Uno schema ricorrente
Precedenti per guide “in stato di inattitudine”, una condanna per omicidio colposo (22 mesi sospesi condizionalmente) e una per turbamento della pace dei defunti. Tra i comuni denominatori delle azioni del 38enne ci sono l’alcol e un disturbo della personalità riscontrato dalla perizia psichiatrica, in uno schema che all’alcol unisce la furia per motivi “futili, poco intelligenti, egoistici” (così li riassume Ermani) e la fuga dalla ‘scena del crimine’. È da una battuta della compagna che nel 2015 scaturiscono il lancio di oggetti verso il camino e il ribaltamento di un buffet con tizzoni ardenti, da cui l’incendio (poco prima, l’abbattimento di un pilastro in legno con una motosega). È una telefonata dal contenuto mai chiarito a scatenare nel 2017 il peggio. Dopo la furia, la fuga. Tre anni fa lascia a piedi il rustico per andare a dormire, a valle, nel letto di casa, abbandonando madre, compagna e figlio minorenne al rogo dal quale, da soli, si salvano. Saranno abitanti della valle ad allarmare i pompieri. Dopo due mesi di detenzione preventiva alla Farera, ottiene la libertà in cambio di misure terapeutiche e di controllo imposte dal precedente pp. Libertà che sfuma nel 2017 in ‘Rotonda’: dopo l’accoltellamento ripara a casa della madre, dove viene arrestato.
‘Non lontani dal tentato omicidio’
In entrambi i casi «non siamo lontani dal tentato omicidio», dice il presidente della Corte poco prima di emettere la sentenza. «Sa che c’erano bombole del gas, le candele e un camino accesi; vede il fuoco e invece di chiamare i soccorsi se ne torna a casa, senza preoccuparsi dei presenti». Dolo diretto nel 2015, colpa grave nel 2017, cui si unisce l’avere infierito sulla vittima già colpita e a terra, percossa (dicono i testimoni) a colpi di calci e zaino (e nello zaino, una pistola giocattolo alla quale fu preferita la lama). A favore del 38enne, «la situazione personale, il buon comportamento in carcere, il passato difficile e i disturbi psichici», attenuazione di una colpa compensata però «dai precedenti e dall’aspetto ‘calcolatore’», corredato da alcuni “non ricordo” giustificati con la non sobrietà del momento.
Due parole da 5 lettere
Atto d’accusa confermato, difesa respinta: 4 gli anni di carcere inflitti, uno in più di quanto chiesto dal pp («quando beve può diventare violento: lo sapeva prima del 2015, a maggior ragione nel 2017», aveva detto il pp Bordoli).
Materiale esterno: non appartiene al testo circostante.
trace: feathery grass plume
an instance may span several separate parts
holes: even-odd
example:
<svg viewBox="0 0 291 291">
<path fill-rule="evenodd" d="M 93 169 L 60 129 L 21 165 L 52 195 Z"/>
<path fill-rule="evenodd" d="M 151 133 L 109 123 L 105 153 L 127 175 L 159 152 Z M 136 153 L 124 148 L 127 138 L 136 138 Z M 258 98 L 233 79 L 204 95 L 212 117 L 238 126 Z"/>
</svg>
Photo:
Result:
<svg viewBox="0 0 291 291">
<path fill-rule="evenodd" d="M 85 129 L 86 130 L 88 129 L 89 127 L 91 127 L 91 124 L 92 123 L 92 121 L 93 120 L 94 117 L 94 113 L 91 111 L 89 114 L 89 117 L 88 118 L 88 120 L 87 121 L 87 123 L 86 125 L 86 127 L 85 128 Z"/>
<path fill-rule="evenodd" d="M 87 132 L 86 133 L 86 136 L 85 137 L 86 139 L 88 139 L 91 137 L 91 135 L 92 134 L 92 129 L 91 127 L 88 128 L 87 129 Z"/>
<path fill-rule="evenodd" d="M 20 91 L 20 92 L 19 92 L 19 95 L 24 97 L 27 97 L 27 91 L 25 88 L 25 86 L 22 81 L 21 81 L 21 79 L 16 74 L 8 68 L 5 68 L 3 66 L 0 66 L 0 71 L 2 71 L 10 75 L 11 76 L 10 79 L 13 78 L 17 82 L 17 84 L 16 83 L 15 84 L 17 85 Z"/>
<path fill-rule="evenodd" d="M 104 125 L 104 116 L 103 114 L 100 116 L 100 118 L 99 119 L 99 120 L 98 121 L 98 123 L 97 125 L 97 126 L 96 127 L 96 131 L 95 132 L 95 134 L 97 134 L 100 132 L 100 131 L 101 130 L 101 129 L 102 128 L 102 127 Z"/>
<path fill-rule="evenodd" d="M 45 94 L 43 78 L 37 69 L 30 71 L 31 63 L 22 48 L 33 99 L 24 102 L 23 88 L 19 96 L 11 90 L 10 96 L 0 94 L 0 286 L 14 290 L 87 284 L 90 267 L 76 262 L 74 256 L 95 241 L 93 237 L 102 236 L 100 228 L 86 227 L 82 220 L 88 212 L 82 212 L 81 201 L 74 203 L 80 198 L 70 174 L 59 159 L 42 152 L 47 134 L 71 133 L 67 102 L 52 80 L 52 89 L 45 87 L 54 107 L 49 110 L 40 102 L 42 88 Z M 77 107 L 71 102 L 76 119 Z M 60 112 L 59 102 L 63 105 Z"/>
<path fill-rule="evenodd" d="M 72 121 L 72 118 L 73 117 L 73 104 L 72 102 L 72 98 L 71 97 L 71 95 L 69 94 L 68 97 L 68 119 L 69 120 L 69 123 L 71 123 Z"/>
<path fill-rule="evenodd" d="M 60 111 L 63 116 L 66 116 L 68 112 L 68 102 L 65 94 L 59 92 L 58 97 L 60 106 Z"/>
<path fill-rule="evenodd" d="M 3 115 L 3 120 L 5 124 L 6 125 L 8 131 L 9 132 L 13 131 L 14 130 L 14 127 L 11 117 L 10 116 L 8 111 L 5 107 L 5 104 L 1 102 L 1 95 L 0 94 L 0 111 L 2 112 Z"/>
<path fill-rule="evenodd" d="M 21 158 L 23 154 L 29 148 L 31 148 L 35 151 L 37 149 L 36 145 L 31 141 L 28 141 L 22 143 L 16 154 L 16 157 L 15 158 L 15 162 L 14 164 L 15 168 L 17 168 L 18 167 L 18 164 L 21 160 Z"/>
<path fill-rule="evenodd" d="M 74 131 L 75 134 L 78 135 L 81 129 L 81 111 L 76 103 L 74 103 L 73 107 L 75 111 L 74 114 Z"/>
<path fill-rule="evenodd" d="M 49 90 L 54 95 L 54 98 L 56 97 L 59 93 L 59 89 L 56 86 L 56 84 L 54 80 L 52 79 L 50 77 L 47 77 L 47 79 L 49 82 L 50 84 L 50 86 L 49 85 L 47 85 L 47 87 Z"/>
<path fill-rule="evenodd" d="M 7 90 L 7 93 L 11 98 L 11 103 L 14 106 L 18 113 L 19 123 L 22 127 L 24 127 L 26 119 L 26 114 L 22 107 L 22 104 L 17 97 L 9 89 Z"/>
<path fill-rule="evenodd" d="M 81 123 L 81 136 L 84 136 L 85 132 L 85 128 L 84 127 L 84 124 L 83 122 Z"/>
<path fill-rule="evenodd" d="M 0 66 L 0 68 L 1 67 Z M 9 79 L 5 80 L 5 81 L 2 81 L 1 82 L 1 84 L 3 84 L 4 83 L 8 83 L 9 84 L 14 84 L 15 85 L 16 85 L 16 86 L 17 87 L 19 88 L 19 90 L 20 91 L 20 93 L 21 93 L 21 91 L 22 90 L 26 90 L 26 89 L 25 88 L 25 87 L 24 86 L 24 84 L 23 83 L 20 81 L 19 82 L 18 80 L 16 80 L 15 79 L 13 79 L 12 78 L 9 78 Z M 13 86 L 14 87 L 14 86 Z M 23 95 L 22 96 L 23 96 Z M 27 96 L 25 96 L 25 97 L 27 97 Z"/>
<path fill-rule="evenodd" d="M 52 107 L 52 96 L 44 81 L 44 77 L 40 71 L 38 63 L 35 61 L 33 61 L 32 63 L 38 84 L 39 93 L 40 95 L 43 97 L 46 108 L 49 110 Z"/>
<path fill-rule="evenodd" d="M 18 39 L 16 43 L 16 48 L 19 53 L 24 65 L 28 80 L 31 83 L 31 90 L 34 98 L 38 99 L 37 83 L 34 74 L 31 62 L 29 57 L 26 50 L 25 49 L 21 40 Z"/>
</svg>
Quattro anni sospesi per dare luogo al trattamento psichiatrico stazionario in una «struttura terapeutica con regole severe, rigida custodia e personale ad hoc, di difficile reperibilità in Ticino». Quattro anni per una vicenda che Ermani ha sin dall’inizio definito «di 5 lettere», quelle contenute nella parola “alcol” e nella parola “scuse”, che «dall’imputato, in tutto questo tempo, sono sempre mancate».